The information in covariate imbalance in studies of hormone replacement therapy

Journal: Annals of Applied Statistics

Publication Date: Dec. 1, 2021

Authors: Yu Ruoqi, Small Dylan S., Rosenbaum Paul R.

Cite As: Yu R, Small D, Rosenbaum P. The information in covariate imbalance in studies of hormone replacement therapy. Ann Appl Stat 2021 Dec;15(4):2023-42.

Studies:

Abstract

A widely noted failure of causal inference occurred when several observational studies claimed that hormone replacement therapy (HRT) reduced risk of cardiovascular disease; yet, subsequent randomized trials found an increased, not a decreased, cardiovascular risk. We take a close look at covariate imbalances in one of the observational data sets. We use some old, some recent, and some new methods, plus we update an important, simple but largely forgotten suggestion of William Cochran about screening covariates and other variables. In particular, a tapered match shows the impact on all covariates of gradually matching for additional covariates. An exterior match examines the change in the control group as additional covariates are included, and the consequences for outcomes.
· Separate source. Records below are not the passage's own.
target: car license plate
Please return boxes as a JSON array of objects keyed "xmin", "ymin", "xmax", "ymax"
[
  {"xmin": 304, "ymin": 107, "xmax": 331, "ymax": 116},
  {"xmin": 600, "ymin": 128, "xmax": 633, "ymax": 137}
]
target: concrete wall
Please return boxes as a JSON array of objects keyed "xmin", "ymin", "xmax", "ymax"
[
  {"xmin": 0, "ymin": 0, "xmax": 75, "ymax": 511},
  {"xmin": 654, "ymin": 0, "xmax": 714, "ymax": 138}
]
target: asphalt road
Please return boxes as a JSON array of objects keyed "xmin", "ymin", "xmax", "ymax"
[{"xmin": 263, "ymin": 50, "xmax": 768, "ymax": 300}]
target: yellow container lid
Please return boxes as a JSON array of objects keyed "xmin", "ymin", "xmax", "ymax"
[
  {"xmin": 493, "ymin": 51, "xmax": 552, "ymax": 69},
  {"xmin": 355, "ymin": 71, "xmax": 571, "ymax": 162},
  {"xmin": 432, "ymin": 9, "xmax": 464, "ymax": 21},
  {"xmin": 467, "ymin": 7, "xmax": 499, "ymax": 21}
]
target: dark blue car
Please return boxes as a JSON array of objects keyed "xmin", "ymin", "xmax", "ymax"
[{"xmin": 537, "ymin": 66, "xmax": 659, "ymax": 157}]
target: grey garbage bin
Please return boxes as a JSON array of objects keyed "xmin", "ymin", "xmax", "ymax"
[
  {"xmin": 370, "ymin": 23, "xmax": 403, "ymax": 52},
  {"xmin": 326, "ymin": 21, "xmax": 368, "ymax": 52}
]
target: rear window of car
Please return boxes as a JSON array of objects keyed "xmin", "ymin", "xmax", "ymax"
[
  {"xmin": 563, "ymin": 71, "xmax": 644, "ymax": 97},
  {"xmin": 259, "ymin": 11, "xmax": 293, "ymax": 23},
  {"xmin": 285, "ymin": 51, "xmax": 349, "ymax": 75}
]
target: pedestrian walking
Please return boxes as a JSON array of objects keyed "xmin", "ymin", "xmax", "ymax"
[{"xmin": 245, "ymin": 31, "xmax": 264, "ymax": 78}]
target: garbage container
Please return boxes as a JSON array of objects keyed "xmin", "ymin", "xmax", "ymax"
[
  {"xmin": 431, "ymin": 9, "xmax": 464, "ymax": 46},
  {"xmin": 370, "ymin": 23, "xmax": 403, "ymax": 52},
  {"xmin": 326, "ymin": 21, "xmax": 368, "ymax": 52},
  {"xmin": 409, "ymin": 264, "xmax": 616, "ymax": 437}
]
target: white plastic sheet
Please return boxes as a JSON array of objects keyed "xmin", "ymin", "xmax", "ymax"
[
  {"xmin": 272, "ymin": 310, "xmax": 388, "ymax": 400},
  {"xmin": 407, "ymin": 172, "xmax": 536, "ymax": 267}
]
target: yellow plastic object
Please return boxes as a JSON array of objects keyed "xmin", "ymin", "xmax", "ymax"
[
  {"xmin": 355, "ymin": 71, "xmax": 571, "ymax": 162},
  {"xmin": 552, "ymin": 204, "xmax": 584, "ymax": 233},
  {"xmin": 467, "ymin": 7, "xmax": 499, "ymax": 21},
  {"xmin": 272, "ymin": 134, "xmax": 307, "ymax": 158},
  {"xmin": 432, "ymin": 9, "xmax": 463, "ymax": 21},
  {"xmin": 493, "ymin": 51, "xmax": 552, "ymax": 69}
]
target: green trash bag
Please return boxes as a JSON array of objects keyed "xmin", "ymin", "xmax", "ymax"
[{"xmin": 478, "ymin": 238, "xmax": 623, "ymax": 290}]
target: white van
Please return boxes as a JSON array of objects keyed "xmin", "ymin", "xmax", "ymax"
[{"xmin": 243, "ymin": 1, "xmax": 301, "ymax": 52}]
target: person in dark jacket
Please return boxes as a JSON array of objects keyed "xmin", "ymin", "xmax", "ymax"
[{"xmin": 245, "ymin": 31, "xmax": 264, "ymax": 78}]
Because covariates are sometimes continuous, sometimes binary, sometimes ordinal, sometimes missing, we suggest keeping track of magnitudes of aggregate bias in observed covariates using a new estimate of the Kullback–Leibler information between covariate distributions in treated and matched control groups, a flexible measure with several attractive properties. The initial studies ignored some enormous imbalances in socioeconomic covariates that predict the outcomes under study. Our more comprehensive analyses mimic some post-game reanalyses done subsequent to the randomized trials; however, even these omit a large imbalance in a consequential covariate discovered by Cochran’s quick but expansive screening suggestion. Our sense is that a closer examination of covariate imbalance would not have led to a correct conclusion about the effects of HRT, but it would have heightened concerns about the magnitude of the problems in the observational studies, and it would have raised doubts about the ability of a few regression coefficients to eliminate all biases, observed and unobserved, in the comparison. Medical journals need to recognize that certain sources of uncertainty cannot be eliminated from certain necessary types of empirical investigation; moreover, these journals need to learn new ways to describe these sources of uncertainty with objectivity and candor.